The code below is a simple demo of reading the ADC from pin A0 on the Nucleo F401.
As I increase the voltage on pin A0, so I surprised to see non-zero values in bits 0..3 I was expecting zeros. I understood this device to have a 12 bit ADC, and that the bits should be shifted left 4 bits for cross-platform compatibility.
However, they are either zero or equal to bits 12..15
It's easy to mask out, but I don't like not understanding the cause.

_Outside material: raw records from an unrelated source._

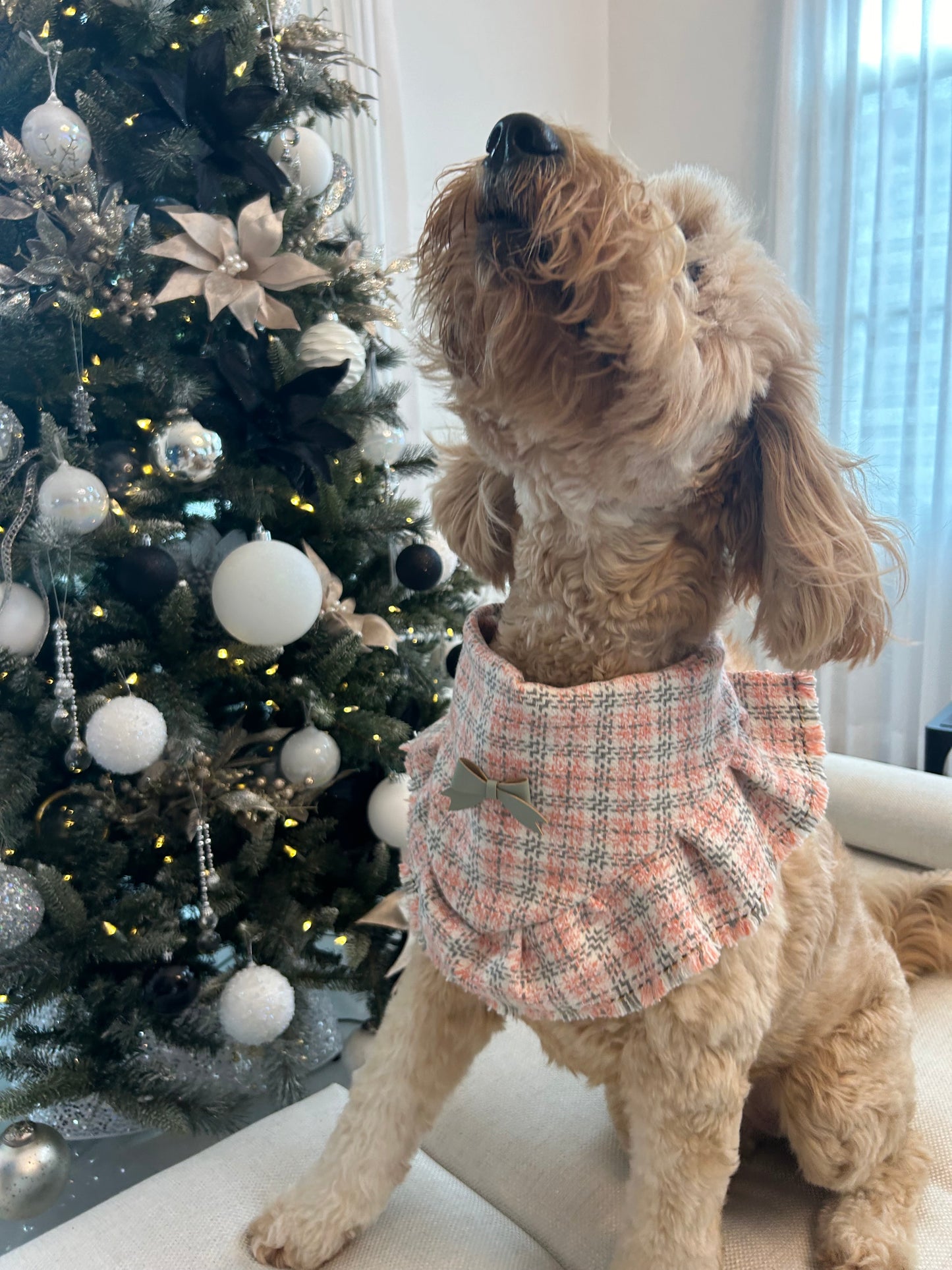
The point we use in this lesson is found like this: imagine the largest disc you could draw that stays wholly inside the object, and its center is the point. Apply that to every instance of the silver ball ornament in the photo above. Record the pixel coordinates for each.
(257, 1005)
(309, 163)
(267, 593)
(74, 500)
(23, 620)
(20, 907)
(56, 139)
(389, 811)
(34, 1167)
(126, 736)
(310, 753)
(329, 343)
(184, 450)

Can anyone explain why this is happening.
Nick
simple ADC example
#include "mbed.h"
//Function prototype
void doSample1Hz();
//Global objects
Serial pc(USBTX, USBRX);
AnalogIn POT_ADC_In(A0);
DigitalOut led(LED1);
//Shared variables
volatile static unsigned short sample16 = 0;
//The ticker, used to sample data at a fixed rate
Ticker t;
//Main function
int main()
{
//Set baud rate to 115200
pc.baud(115200);
//Set up the ticker - 1Hz
t.attach(doSample1Hz, 1.0);
while(1) {
//Sleep
sleep();
//Display the sample in HEX
pc.printf("ADC Value: %X\n", sample16);
} //end while(1)
} //end main
//ISR for the ticker - simply there to perform sampling
void doSample1Hz()
{
//Toggle on board led
led = !led;
//READ ADC as an unsigned integer - store in static global variable
sample16 = POT_ADC_In.read_u16();
}
1 Answer
10 years, 1 month ago.
If you inspect your target's mbed-src, specifically analogin_api.c, you'll see the 12 to 16 bit conversion:
uint16_t analogin_read_u16(analogin_t *obj) {
uint32_t value = adc_read_u32(obj);
return (value << 4) | ((value >> 8) & 0x000F); // 12 bit
}
Thus the 12 bit value is normalised to the full 16 bit scale.

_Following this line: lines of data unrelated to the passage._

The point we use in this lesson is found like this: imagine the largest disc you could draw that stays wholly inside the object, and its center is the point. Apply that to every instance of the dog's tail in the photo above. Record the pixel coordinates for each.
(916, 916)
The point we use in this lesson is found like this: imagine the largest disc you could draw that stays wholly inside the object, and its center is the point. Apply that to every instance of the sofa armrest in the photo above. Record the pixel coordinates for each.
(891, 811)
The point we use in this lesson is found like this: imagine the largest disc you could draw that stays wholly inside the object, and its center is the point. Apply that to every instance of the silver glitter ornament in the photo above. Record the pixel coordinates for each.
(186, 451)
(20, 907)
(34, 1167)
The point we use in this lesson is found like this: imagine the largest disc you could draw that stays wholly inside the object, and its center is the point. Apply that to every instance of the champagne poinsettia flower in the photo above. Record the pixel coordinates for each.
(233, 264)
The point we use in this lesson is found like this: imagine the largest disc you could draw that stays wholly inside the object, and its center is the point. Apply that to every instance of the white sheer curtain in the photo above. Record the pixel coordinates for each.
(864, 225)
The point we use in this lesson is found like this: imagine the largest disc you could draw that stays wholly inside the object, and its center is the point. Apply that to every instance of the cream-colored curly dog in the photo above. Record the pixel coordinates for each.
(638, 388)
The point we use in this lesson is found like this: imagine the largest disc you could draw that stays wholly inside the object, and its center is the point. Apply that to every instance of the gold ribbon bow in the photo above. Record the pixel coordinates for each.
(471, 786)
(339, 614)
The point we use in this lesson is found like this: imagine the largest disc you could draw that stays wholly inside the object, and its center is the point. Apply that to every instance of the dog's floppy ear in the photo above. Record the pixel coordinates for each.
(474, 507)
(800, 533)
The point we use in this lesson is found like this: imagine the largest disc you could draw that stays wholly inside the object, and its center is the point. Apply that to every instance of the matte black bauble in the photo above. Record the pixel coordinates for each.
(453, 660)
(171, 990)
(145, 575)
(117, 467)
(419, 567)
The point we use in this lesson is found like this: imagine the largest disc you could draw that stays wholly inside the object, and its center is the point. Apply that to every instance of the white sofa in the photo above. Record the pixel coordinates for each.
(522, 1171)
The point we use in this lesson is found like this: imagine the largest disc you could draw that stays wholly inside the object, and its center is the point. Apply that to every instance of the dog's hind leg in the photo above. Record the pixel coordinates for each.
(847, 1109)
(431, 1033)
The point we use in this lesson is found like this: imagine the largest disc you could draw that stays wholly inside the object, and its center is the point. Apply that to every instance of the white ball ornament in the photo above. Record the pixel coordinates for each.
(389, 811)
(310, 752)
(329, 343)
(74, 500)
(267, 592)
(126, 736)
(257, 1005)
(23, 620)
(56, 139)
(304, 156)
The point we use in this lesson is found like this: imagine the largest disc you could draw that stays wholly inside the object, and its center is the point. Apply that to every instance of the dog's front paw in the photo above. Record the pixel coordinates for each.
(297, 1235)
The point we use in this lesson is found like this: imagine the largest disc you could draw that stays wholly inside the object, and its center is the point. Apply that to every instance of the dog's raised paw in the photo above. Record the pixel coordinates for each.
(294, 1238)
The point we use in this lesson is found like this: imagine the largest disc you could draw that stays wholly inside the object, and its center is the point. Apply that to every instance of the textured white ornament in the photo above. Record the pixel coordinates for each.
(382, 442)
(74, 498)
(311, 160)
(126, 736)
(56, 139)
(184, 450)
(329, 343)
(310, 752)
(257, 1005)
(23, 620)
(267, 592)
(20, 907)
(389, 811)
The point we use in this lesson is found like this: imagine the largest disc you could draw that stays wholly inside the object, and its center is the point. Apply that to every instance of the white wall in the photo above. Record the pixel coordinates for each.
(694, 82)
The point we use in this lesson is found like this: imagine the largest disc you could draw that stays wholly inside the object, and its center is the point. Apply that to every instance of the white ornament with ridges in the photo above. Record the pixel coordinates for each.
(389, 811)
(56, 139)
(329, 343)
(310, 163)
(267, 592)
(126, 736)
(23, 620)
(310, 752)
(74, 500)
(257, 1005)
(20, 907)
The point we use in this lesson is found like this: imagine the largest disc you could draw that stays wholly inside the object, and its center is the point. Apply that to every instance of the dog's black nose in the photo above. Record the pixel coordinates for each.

If the 4 least significant bits were always 0 then the range would be from 0x0000 to 0xfff0, that's not the full range for a 16 bit output. In order to use the full range the value should go from 0x0000 to 0xffff. Copying the 4 most significant bits into the 4 least significant bits is a simple way to achieve this in a nice linear way that avoids any big jumps in the output.
posted by Andy A 17 Sep 2015Some years ago I worked as a DSP engineer and I never encountered this technique. Thanks for highlighting it.